- Python 3.7
- Pipenv (or plain pip)
- Docker
Create a csv file located in the same place of the gist, the csv should follow a format like this one.
key_location,host,user
~/.keys/jresendiz27-aws_exercises.pem,ec2-18-234-125-130.compute-1.amazonaws.com,ubuntu
~/.keys/jresendiz27-aws_exercises.pem,ec2-100-26-188-98.compute-1.amazonaws.com,ubuntu
~/.keys/jresendiz27-aws_exercises.pem,ec2-54-175-170-91.compute-1.amazonaws.com,ubuntu
Configure the prometheus push gateway to sync information with prometheus.
docker run -p 9091:9091 prom/pushgateway
Configure the static_config parsers of prometheus and run it
global:
scrape_interval: 1m
scrape_timeout: 10s
scrape_configs:
- job_name: 'JOB_NAME'
scrape_interval: 1m
honor_labels: true
static_configs:
- targets: ['PUSH_GATEWAY_CONTAINER_IP:PORT']
i.e: Using docker:
docker run -p 9090:9090 -v $PWD/prometheus.yml:/etc/prometheus/prometheus.yml prom/prometheus
Install the next requirements for python 3.7 from the Pipfile
[[source]]
name = "pypi"
url = "https://pypi.org/simple"
verify_ssl = true
[dev-packages]
[packages]
requests="==2.23.0"
prometheus_client="==0.7.1"
aiohttp="==3.6.2"
[requires]
python_version = "3.7"
Or via pip:
pip install requests=2.23.0
pip install prometheus_client=0.7.1
pip install aiohttp=3.6.2
Run the python script:
python collect_metrics_from_several_servers.py
You can now see the metrics in prometheus
A naive way of checking if the script is working as expected, is to try to retrieve information as possible and check it with another agent or using top to validate the provided information from the script.
Considering the current script, there are many improvements we can do.
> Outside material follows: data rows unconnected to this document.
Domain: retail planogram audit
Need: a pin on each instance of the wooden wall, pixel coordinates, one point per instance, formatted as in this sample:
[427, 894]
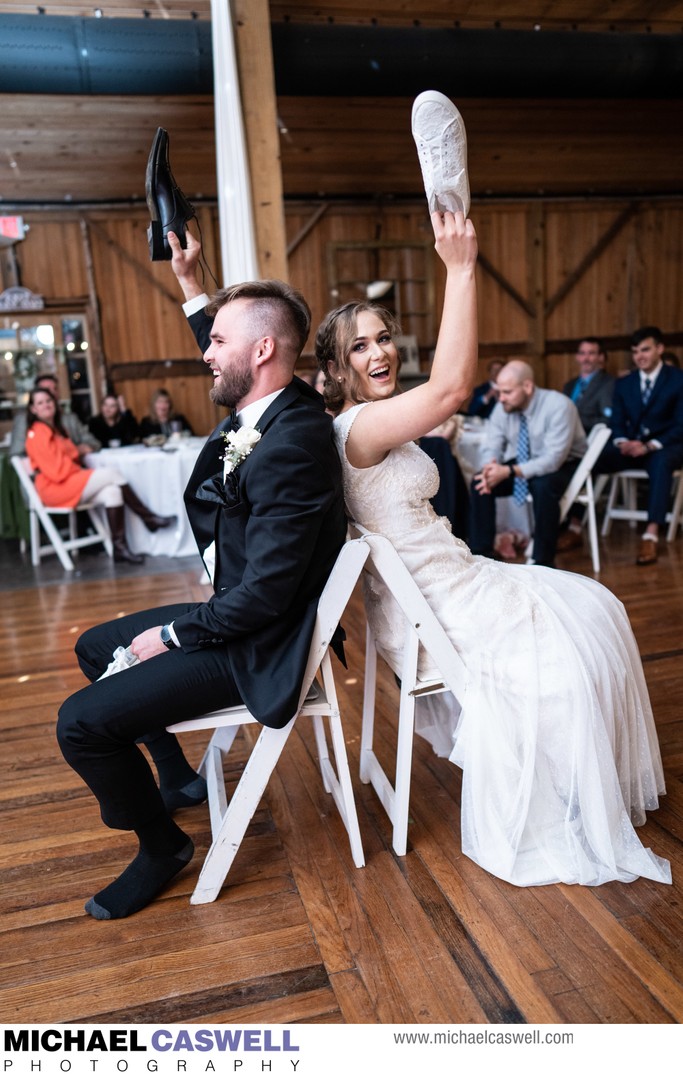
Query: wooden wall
[550, 272]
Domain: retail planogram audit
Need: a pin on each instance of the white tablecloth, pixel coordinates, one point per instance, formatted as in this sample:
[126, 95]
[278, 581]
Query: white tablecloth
[158, 476]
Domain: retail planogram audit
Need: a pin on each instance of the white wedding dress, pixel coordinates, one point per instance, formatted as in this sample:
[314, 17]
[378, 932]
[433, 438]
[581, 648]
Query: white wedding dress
[555, 733]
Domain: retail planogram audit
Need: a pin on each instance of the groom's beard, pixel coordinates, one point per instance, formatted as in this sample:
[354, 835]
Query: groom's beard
[233, 383]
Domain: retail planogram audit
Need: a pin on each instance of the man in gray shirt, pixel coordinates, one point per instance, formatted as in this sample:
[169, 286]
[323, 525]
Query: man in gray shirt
[534, 442]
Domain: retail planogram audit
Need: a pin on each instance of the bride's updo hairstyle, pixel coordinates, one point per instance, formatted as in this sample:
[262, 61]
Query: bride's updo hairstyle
[333, 341]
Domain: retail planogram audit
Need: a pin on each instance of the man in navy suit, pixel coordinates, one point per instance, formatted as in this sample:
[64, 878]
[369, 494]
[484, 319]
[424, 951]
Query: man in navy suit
[592, 392]
[269, 521]
[646, 423]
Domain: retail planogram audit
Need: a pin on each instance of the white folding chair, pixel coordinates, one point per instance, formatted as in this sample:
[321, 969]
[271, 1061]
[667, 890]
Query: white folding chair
[317, 699]
[422, 627]
[622, 501]
[40, 515]
[583, 491]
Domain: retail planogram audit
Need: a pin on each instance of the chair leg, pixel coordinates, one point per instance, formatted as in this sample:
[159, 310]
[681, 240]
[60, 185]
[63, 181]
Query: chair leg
[240, 811]
[96, 520]
[34, 531]
[404, 748]
[607, 520]
[677, 511]
[58, 544]
[593, 526]
[337, 778]
[367, 733]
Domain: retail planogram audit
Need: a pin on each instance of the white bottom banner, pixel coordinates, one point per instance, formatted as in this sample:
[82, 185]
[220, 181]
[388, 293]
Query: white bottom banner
[327, 1049]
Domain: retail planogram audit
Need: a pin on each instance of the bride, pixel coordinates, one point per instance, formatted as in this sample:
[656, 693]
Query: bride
[555, 733]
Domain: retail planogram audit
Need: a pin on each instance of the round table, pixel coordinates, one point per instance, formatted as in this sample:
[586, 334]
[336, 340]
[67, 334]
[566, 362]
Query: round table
[158, 476]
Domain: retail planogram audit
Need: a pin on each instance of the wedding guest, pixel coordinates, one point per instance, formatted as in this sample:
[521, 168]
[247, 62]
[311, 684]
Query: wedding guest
[162, 419]
[115, 425]
[593, 387]
[534, 443]
[76, 430]
[62, 481]
[646, 425]
[485, 396]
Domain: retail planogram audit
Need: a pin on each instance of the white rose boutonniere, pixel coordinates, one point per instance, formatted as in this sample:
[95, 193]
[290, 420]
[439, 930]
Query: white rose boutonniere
[238, 444]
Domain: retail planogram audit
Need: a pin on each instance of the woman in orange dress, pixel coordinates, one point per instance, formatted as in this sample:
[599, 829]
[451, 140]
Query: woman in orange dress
[61, 480]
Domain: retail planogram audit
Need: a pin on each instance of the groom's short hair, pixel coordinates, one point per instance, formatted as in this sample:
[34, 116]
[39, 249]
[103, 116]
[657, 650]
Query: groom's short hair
[279, 309]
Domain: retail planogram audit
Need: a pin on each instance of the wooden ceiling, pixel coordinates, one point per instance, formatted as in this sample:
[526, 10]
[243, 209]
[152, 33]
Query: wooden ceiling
[68, 150]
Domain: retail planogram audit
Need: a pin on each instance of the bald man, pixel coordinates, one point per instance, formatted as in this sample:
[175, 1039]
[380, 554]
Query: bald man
[534, 442]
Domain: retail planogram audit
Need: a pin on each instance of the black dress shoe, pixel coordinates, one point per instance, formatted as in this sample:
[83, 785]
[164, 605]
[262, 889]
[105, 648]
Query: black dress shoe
[169, 208]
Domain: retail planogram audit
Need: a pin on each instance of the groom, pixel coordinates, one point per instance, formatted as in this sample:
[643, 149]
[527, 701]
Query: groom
[269, 526]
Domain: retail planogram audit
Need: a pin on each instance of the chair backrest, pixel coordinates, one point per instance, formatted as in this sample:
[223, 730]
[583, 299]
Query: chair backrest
[388, 566]
[597, 439]
[331, 604]
[25, 472]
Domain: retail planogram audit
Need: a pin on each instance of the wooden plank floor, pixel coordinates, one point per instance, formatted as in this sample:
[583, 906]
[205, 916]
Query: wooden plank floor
[298, 934]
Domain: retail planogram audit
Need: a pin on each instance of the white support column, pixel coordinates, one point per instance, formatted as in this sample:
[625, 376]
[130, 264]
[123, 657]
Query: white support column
[236, 220]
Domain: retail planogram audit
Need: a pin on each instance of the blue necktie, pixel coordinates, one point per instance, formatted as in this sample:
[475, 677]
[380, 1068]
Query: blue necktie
[521, 486]
[579, 387]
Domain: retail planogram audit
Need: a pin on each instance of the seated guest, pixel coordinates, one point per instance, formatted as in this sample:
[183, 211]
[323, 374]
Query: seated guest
[592, 392]
[534, 442]
[648, 430]
[114, 423]
[74, 428]
[62, 482]
[162, 419]
[485, 396]
[593, 388]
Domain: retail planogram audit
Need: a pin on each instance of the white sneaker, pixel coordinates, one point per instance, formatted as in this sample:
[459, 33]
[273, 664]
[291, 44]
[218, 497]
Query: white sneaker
[123, 660]
[441, 142]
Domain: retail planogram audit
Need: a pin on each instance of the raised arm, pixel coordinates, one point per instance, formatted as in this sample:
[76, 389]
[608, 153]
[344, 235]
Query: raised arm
[185, 264]
[409, 415]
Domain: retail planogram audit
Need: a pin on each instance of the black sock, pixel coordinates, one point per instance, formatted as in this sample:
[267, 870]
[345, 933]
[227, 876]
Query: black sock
[179, 783]
[164, 851]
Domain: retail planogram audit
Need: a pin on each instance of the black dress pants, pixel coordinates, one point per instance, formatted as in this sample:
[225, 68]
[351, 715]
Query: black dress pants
[98, 726]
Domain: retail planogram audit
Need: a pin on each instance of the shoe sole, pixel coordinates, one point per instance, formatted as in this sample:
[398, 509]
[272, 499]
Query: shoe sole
[452, 198]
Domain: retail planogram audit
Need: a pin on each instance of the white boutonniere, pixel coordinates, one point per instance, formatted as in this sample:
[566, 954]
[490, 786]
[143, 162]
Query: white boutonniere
[238, 444]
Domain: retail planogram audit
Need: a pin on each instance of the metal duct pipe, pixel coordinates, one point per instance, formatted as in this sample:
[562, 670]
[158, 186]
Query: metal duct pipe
[43, 54]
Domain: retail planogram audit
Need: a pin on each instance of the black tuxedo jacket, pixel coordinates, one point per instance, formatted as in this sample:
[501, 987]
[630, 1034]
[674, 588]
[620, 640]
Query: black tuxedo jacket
[278, 524]
[660, 419]
[595, 402]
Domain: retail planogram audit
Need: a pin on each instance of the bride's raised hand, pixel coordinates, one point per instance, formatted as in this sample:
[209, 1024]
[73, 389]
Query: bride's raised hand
[455, 240]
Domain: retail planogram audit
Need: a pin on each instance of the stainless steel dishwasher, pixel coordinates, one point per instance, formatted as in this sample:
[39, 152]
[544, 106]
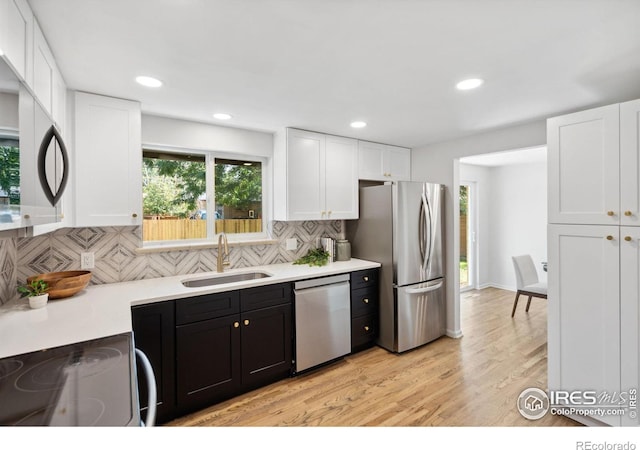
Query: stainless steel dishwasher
[323, 320]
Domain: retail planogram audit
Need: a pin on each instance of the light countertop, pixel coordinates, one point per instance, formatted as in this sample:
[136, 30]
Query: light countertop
[105, 310]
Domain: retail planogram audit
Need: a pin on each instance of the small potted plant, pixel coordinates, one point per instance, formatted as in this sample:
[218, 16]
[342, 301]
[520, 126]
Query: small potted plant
[37, 293]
First of all, avoid using ssh connections to extract the information per process; a better way could be creating a custom agent (or using an existing one, like prometheus exporters) and install it on each instance as a daemon so the configured client just sends the required information instead of opening/closing an ssh connection each time we would like to retrieve the information.
Some aditional metrics I'd add would be the getting the ssh connections (in case the server is able to perform them), the disk usage, pending security patches and extra information about the cloud provider (instance id, security groups, etc)
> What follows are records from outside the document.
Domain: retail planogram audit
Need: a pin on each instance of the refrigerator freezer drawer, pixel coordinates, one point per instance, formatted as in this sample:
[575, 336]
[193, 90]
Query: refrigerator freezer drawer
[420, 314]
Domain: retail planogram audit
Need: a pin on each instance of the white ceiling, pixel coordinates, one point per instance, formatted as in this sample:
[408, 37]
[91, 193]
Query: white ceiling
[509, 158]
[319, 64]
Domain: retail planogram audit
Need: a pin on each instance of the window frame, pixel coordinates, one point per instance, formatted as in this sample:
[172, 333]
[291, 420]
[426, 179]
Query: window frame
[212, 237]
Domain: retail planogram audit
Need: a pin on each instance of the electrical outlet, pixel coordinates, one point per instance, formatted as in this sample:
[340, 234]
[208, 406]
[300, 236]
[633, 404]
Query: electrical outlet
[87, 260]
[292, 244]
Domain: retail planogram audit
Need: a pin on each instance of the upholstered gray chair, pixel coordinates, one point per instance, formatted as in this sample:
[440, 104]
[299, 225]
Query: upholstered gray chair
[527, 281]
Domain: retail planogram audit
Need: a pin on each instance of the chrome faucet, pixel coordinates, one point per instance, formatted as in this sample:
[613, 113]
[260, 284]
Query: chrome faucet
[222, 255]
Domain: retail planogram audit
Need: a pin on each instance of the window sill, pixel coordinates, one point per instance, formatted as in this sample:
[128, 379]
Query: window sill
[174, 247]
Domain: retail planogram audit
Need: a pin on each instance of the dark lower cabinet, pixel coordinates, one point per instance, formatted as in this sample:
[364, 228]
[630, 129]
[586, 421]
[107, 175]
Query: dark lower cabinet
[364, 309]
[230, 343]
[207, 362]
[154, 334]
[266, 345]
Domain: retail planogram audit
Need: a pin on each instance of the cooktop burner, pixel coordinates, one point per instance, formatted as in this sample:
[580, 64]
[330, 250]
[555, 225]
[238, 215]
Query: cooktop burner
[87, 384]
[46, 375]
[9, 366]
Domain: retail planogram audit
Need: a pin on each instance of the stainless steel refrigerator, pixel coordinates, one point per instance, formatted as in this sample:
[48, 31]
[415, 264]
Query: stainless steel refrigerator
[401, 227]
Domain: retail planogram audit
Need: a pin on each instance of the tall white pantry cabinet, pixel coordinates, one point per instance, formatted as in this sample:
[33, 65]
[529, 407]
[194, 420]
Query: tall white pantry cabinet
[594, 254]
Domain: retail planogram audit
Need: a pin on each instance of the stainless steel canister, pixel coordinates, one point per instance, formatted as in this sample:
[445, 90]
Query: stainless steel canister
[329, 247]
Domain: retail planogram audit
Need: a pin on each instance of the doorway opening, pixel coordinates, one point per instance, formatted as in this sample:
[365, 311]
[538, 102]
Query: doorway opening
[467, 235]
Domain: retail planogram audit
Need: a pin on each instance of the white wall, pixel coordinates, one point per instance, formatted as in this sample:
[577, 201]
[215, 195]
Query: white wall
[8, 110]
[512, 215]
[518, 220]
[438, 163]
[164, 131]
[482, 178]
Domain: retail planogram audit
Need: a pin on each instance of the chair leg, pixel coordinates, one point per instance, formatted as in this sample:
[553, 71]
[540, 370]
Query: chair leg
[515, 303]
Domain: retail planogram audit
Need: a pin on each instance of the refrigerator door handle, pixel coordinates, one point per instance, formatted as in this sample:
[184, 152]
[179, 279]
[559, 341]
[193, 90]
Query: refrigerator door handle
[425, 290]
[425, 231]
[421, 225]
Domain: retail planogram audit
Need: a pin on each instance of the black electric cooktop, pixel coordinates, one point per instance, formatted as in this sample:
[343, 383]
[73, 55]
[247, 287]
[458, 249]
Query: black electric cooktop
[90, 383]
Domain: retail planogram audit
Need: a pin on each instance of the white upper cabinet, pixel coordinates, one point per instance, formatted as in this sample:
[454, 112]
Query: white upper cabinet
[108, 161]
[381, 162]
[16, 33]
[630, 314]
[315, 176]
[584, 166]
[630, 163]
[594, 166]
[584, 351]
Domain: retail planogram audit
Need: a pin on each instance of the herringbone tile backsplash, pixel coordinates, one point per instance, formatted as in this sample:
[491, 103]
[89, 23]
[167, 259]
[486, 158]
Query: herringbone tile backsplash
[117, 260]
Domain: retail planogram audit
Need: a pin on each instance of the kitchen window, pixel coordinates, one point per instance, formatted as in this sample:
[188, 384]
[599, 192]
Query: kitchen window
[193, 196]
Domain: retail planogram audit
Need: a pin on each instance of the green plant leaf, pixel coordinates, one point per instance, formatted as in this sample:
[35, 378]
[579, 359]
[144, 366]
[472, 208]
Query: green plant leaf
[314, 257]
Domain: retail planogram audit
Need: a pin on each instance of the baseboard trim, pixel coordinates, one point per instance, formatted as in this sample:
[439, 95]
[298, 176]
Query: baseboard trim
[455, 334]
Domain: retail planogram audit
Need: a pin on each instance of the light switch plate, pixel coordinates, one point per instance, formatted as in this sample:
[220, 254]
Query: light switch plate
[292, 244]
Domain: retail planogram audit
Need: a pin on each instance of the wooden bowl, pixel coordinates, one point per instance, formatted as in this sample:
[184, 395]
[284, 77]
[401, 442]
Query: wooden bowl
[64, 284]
I'd also consider adding some alerts for memory usage, cpu usage, disk.
To handle this case, I would add a memory monitoring alert in each instance to trigger based on a treshold, this will give the first approach of knowing how the memory is being managed (also including a monitoring agent). The quickest way of handling this, in case the involved services is stateless and is able to handle service recovery (i.e: via queues, circuit breaker, load balancer, etc) is restarting the service based on the configured alert.
Also configure the swap memory (this will decrease the performance).
There are many tools based on the service language to analyze the process memory. This can be useful too.